Ruth Turner (credit: Reuters)

Ruth Turner
As the director of government relations, she was the first Downing St official to be arrested. Known as Tony Blair's "gatekeeper", she is the Prime Minister's close aide. She has denied any wrongdoing.

John Yates
The Scotland Yard assistant commissioner has said he expects to complete the enquiry into the allegations in January 2007.

He will then deliver a report to the Crown Prosecution Service who will decide whether to prosecute anyone in connection with the affair.

Lord Levy
Lord Levy is Tony Blair's envoy to the Middle East.

Born to immigrant parents in the East End, he made his money as an impresario in the 1960s and 1970s, managing singers including Alvin Stardust and Chris Rea, and as the founder of Magnet Records who gave the public Bad Manners.

He and Mr Blair became tennis partners, and Mr Blair made him a life peer - Baron Levy of Mill Hill - after Labour's landslide election victory in 1997.


Lord Levy (credit: Reuters)

Lord Levy also hit the headlines as the Labour Party's chief fundraiser - or, as the press dubbed him, "Lord Cashpoint".

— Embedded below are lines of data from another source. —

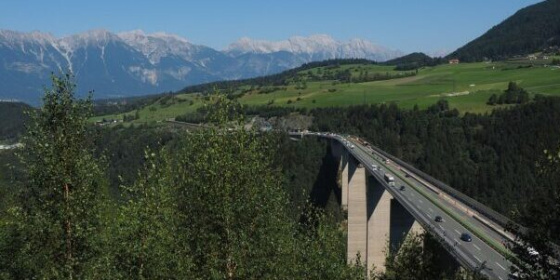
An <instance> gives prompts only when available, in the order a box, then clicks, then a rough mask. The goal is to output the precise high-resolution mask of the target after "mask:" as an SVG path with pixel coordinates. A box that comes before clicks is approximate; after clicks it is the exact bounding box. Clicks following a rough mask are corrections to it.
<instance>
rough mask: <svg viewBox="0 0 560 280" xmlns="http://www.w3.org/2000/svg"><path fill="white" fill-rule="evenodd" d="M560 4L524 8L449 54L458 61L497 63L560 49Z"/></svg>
mask: <svg viewBox="0 0 560 280" xmlns="http://www.w3.org/2000/svg"><path fill="white" fill-rule="evenodd" d="M559 14H560V1H558V0H547V1H543V2H541V3H538V4H535V5H532V6H529V7H526V8H523V9H521V10H519V11H517V12H516V13H515V14H514V15H512V16H511V17H509V18H507V19H506V20H504V21H503V22H502V23H500V24H498V25H496V26H494V27H492V28H491V29H490V30H488V31H487V32H486V33H484V34H483V35H482V36H480V37H479V38H477V39H475V40H473V41H471V42H469V43H468V44H466V45H465V46H463V47H461V48H459V49H457V50H456V51H454V52H453V53H451V54H449V55H448V56H447V57H448V58H459V59H460V60H461V61H467V62H468V61H481V60H483V59H485V58H486V59H493V60H500V59H505V58H509V57H512V56H515V55H527V54H530V53H534V52H540V51H545V50H548V51H553V52H558V48H559V47H560V17H558V15H559Z"/></svg>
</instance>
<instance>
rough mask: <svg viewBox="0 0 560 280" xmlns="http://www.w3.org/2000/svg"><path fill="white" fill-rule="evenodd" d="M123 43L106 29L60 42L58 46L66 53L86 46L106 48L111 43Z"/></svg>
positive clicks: (76, 34)
mask: <svg viewBox="0 0 560 280" xmlns="http://www.w3.org/2000/svg"><path fill="white" fill-rule="evenodd" d="M117 41H121V39H120V38H119V37H117V36H116V35H115V34H113V33H111V32H109V31H107V30H105V29H93V30H88V31H86V32H82V33H78V34H74V35H71V36H67V37H64V38H62V39H59V40H58V45H59V46H60V47H61V48H62V49H64V50H65V51H66V52H72V51H73V50H75V49H77V48H81V47H86V46H98V47H100V46H105V45H107V44H108V43H110V42H117Z"/></svg>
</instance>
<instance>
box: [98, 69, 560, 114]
mask: <svg viewBox="0 0 560 280" xmlns="http://www.w3.org/2000/svg"><path fill="white" fill-rule="evenodd" d="M529 65H530V64H529V62H528V61H520V60H516V61H509V62H494V63H487V62H481V63H461V64H456V65H438V66H435V67H425V68H422V69H420V70H419V71H418V73H417V74H416V75H415V76H410V77H404V78H394V79H389V80H380V81H372V82H363V83H339V82H337V81H333V80H327V81H306V82H305V85H304V86H302V85H303V82H302V81H305V80H306V78H305V77H307V76H309V75H311V74H313V75H322V74H324V73H328V72H329V71H330V72H331V73H332V71H344V70H348V71H350V73H351V75H352V77H358V76H359V75H369V76H372V75H376V74H377V75H392V76H395V75H398V74H399V73H401V74H403V73H404V72H398V71H394V70H393V67H392V66H380V65H343V66H340V67H338V68H337V69H333V67H328V66H327V67H318V68H314V69H310V70H305V71H302V72H300V75H298V77H301V79H299V78H298V81H295V80H294V81H292V82H291V83H290V84H289V85H288V86H283V87H277V88H275V91H273V92H270V93H262V92H263V91H261V90H259V89H258V88H255V89H253V90H249V89H250V86H244V87H241V88H239V89H238V90H237V91H236V92H235V93H234V94H239V93H241V92H242V91H245V92H244V94H243V95H242V97H241V98H239V101H240V102H241V103H242V104H248V105H267V104H273V105H274V106H294V107H305V108H313V107H327V106H349V105H357V104H371V103H390V102H395V103H397V104H398V105H399V106H400V107H403V108H412V107H414V106H415V105H418V107H419V108H421V109H422V108H426V107H427V106H429V105H432V104H434V103H435V102H437V101H438V100H439V99H446V100H448V102H449V104H450V106H451V107H452V108H457V109H458V110H459V111H460V112H462V113H465V112H475V113H484V112H488V111H491V110H492V109H493V108H495V107H493V106H489V105H486V101H487V100H488V98H489V97H490V96H491V95H492V94H494V93H496V94H499V93H501V92H503V91H504V90H505V89H506V88H507V84H508V83H509V82H510V81H513V82H516V83H518V84H519V85H520V86H521V87H523V88H525V89H526V90H527V91H529V92H530V93H531V94H532V95H533V94H544V95H557V96H560V68H558V67H544V66H543V65H542V64H540V65H539V66H532V67H529ZM407 73H411V72H410V71H409V72H407ZM202 99H203V98H202V97H201V96H200V95H198V94H180V95H177V96H176V99H175V101H170V102H167V103H163V104H162V102H160V101H158V102H156V103H154V104H152V105H150V106H147V107H144V108H143V109H141V110H139V111H138V115H139V117H140V118H139V119H137V120H135V121H133V122H135V123H145V122H155V121H161V120H164V119H168V118H173V117H175V116H178V115H181V114H185V113H189V112H194V111H195V110H196V109H197V108H198V107H200V106H202ZM179 100H180V102H178V101H179ZM127 114H135V112H129V113H127ZM122 117H123V114H119V115H108V116H101V117H96V118H95V119H94V120H100V119H103V118H105V119H122Z"/></svg>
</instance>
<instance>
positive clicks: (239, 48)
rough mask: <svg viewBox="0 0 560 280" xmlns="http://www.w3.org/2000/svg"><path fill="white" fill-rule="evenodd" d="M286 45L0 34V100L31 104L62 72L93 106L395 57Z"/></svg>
mask: <svg viewBox="0 0 560 280" xmlns="http://www.w3.org/2000/svg"><path fill="white" fill-rule="evenodd" d="M288 45H289V46H288V47H286V41H280V42H266V43H264V42H262V41H258V42H252V41H251V40H250V39H244V40H241V41H239V42H238V43H237V44H232V45H231V46H230V48H228V50H226V51H217V50H214V49H212V48H209V47H206V46H202V45H196V44H193V43H191V42H189V41H188V40H186V39H184V38H181V37H179V36H176V35H172V34H166V33H154V34H145V33H144V32H142V31H139V30H135V31H130V32H123V33H119V34H114V33H111V32H109V31H106V30H91V31H87V32H84V33H79V34H74V35H71V36H68V37H64V38H55V37H53V36H52V35H50V34H47V33H41V32H31V33H22V32H15V31H9V30H0V99H17V100H22V101H25V102H29V103H32V104H37V103H38V102H39V97H40V96H41V93H42V89H43V86H45V85H49V84H50V81H49V76H50V74H51V73H52V72H54V73H59V72H61V71H66V70H71V71H72V72H73V73H74V75H75V76H76V83H77V85H78V89H77V91H78V93H81V94H84V93H86V92H88V91H90V90H95V97H96V98H112V97H126V96H132V95H146V94H153V93H161V92H167V91H175V90H179V89H181V88H183V87H185V86H188V85H195V84H201V83H207V82H212V81H218V80H234V79H244V78H251V77H256V76H262V75H268V74H274V73H279V72H281V71H284V70H287V69H291V68H294V67H297V66H300V65H302V64H304V63H308V62H312V61H318V60H324V59H326V58H338V57H362V58H375V59H378V60H385V59H387V58H392V57H395V56H397V55H398V54H400V53H399V52H396V51H392V50H388V49H386V48H383V47H380V46H377V45H373V44H372V43H370V42H368V41H364V40H357V39H356V40H352V41H349V42H339V41H336V40H334V39H332V38H330V37H328V36H325V35H320V36H310V37H294V38H291V39H290V41H289V44H288Z"/></svg>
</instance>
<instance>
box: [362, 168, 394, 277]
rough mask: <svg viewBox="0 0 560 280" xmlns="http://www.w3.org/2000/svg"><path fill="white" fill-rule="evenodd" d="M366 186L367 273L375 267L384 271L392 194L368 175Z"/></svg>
mask: <svg viewBox="0 0 560 280" xmlns="http://www.w3.org/2000/svg"><path fill="white" fill-rule="evenodd" d="M370 178H371V180H370V184H369V188H368V255H367V270H368V273H369V272H370V271H371V270H372V269H373V268H374V267H375V270H376V271H378V272H384V271H385V251H386V250H387V239H388V238H389V237H390V234H391V214H392V213H391V202H392V200H393V199H392V198H393V197H392V196H391V194H389V192H387V191H386V190H385V187H383V186H382V185H381V184H380V183H379V182H377V181H376V180H375V179H373V177H370Z"/></svg>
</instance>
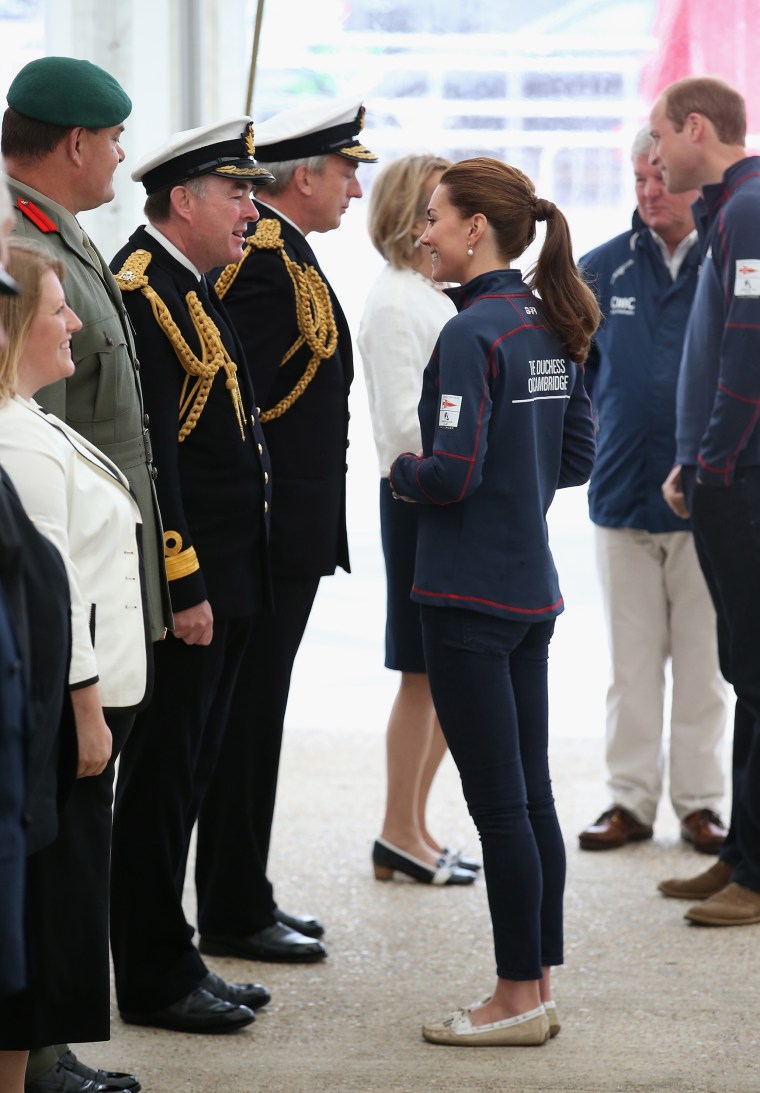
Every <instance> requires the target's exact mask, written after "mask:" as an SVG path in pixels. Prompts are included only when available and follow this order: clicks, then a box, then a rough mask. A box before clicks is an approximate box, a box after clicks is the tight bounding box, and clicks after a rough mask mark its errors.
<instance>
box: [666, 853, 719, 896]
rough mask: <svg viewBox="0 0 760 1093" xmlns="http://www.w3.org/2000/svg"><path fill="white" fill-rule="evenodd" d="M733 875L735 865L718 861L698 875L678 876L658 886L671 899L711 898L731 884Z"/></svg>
mask: <svg viewBox="0 0 760 1093" xmlns="http://www.w3.org/2000/svg"><path fill="white" fill-rule="evenodd" d="M733 875H734V867H733V866H729V865H728V862H726V861H716V862H715V863H714V865H713V866H711V867H710V869H705V870H704V872H703V873H698V874H697V877H685V878H683V879H682V880H681V879H679V878H678V877H676V878H674V879H673V880H667V881H662V883H659V884H658V885H657V888H658V889H659V891H660V892H662V893H663V895H669V896H670V898H671V900H709V898H710V896H711V895H715V893H716V892H721V891H722V890H723V889H724V888H725V886H726V884H729V883H730V879H732V877H733Z"/></svg>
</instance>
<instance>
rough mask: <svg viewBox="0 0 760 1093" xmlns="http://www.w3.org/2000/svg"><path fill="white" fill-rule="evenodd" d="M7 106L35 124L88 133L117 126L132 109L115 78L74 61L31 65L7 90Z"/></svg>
mask: <svg viewBox="0 0 760 1093" xmlns="http://www.w3.org/2000/svg"><path fill="white" fill-rule="evenodd" d="M8 105H9V106H10V107H11V108H12V109H14V110H15V111H16V114H23V115H24V117H27V118H34V120H35V121H49V122H51V124H52V125H57V126H67V127H71V128H73V127H74V126H83V127H84V128H85V129H106V128H108V127H109V126H118V125H120V124H121V122H122V121H124V119H125V118H126V117H128V115H129V114H130V113H131V109H132V102H131V99H130V97H129V95H128V94H127V93H126V91H125V90H124V87H121V85H120V84H118V83H117V82H116V80H115V79H114V78H113V75H109V73H108V72H106V71H104V69H102V68H98V67H97V64H92V63H91V62H90V61H82V60H77V59H75V58H74V57H39V58H38V59H37V60H36V61H30V63H28V64H25V66H24V67H23V69H22V70H21V72H20V73H19V74H17V77H16V78H15V80H14V81H13V83H12V84H11V86H10V87H9V90H8Z"/></svg>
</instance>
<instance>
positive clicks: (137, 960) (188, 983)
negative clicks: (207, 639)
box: [110, 616, 252, 1011]
mask: <svg viewBox="0 0 760 1093" xmlns="http://www.w3.org/2000/svg"><path fill="white" fill-rule="evenodd" d="M250 627H252V619H250V616H247V618H245V619H235V620H232V621H226V622H224V621H222V622H215V623H214V635H213V640H212V642H211V644H210V645H208V646H201V645H186V644H185V643H184V642H180V640H178V639H177V638H175V637H173V636H172V635H169V636H168V637H167V638H166V640H165V642H161V643H160V644H159V645H156V647H155V681H154V691H153V698H152V701H151V704H150V706H149V707H148V708H147V709H145V710H144V712H143V713H141V714H140V715H139V716H138V719H137V722H136V725H135V729H133V731H132V734H131V737H130V739H129V743H128V745H127V748H126V749H125V751H124V754H122V755H121V763H120V766H119V777H118V783H117V787H116V807H115V812H114V849H113V866H112V916H110V921H112V950H113V955H114V971H115V974H116V994H117V998H118V1003H119V1008H120V1009H122V1010H136V1011H140V1010H142V1011H145V1010H153V1009H161V1008H163V1007H164V1006H169V1004H172V1002H176V1001H178V999H180V998H184V997H185V995H187V994H189V992H190V991H191V990H194V989H195V988H196V987H197V986H198V984H199V983H200V982H201V979H203V977H204V976H206V974H207V968H206V965H204V963H203V961H202V960H201V957H200V954H199V953H198V950H197V949H196V948H195V945H194V944H192V935H194V930H192V927H191V926H189V925H188V922H187V920H186V918H185V914H184V912H183V906H182V894H183V885H184V880H185V869H186V866H187V855H188V850H189V846H190V835H191V833H192V827H194V825H195V822H196V819H197V816H198V812H199V810H200V807H201V803H202V800H203V796H204V794H206V790H207V788H208V786H209V783H210V780H211V776H212V774H213V769H214V766H215V764H217V759H218V755H219V751H220V748H221V745H222V740H223V738H224V732H225V729H226V725H227V716H229V713H230V705H231V702H232V698H233V695H234V692H235V686H236V684H237V677H238V672H239V668H241V663H242V660H243V654H244V651H245V647H246V643H247V640H248V637H249V634H250Z"/></svg>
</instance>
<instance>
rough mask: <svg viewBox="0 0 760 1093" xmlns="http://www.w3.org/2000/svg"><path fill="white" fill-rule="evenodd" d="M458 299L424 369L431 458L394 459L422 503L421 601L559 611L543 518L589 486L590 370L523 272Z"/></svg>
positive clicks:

Many of those he tapped for money were not Labour supporters and they were often highly controversial.

It was Lord Levy who secured the £1m donation to Labour from Formula One millionaire Bernie Ecclestone.

He was first arrested in July 2006, in connection with alleged offences under the Honours Act. In January, he was arrested for the second time, this time on conspiracy to pervert the course of justice.

But in July 2007 it was announced that he would face no charges.